LANSING—The Senate Commerce and Tourism Committee today convened its first hearing on the Michigan Economic Development Corporation’s process of granting tax credits after the administration recently awarded a $9.1 million business tax credit to a known felon, who was subsequently rearrested for having violated parole.
“It is clear that mistakes were made and that the MEDC is making changes that will ensure these errors don’t happen again,” said state Sen. Mike Nofs, R-Battle Creek, who serves as vice chair of the committee. “We need to avoid a knee jerk reaction, as so often happens in Lansing. We must get the facts in this case and find out what went wrong so that the necessary reforms can be made.”
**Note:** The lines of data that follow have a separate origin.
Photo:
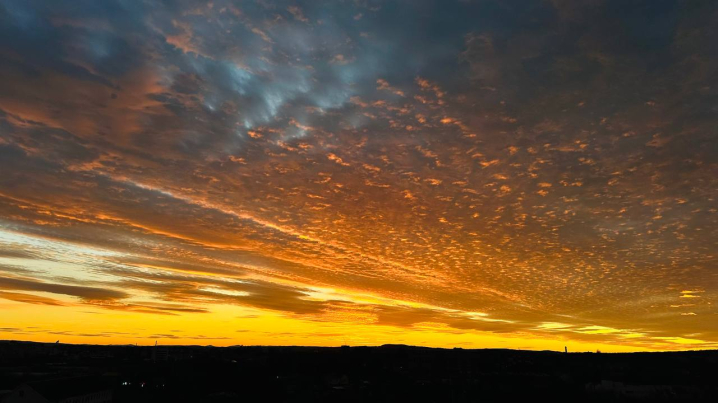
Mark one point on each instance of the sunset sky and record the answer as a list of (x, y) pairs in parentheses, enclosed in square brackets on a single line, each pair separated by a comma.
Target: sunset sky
[(477, 174)]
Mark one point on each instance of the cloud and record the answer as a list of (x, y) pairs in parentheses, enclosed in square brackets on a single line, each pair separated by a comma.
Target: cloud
[(85, 293), (549, 162)]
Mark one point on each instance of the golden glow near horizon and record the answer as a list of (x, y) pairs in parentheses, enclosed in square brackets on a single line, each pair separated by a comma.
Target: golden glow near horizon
[(429, 173)]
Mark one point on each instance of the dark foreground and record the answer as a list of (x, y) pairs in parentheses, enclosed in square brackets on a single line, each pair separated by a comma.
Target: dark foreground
[(31, 372)]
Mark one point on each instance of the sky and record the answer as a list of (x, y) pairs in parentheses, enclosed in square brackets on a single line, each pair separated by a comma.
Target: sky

Richard Short, chairman of Renewable and Sustainable Companies LLC (RASCO), a so-called green energy company based out of Short’s mobile home near Flint, was convicted in 2002 of embezzling money. Short was on parole when he received the $9.1 million tax credit from the state, which the company claimed it planned to use for renewable energy to provide power and other services to the developing world.
Nofs, a career law enforcement officer familiar with background checks and investigations, said it is difficult to understand how Mr. Short’s application slipped through the MEDC’s fingers.
“It is amazing that no background or reference checking was done,” said Nofs. “Whether it is $9 or $9 million, taxpayers should expect that due diligence is being done when their money is handed out for tax credits. Thankfully no money was actually paid out in this case, but it is troubling that the application made it as far as it did.
“It is my expectation that through these hearings and impending changes to the process, increased transparency and accountability will help prevent future mistakes from occurring.”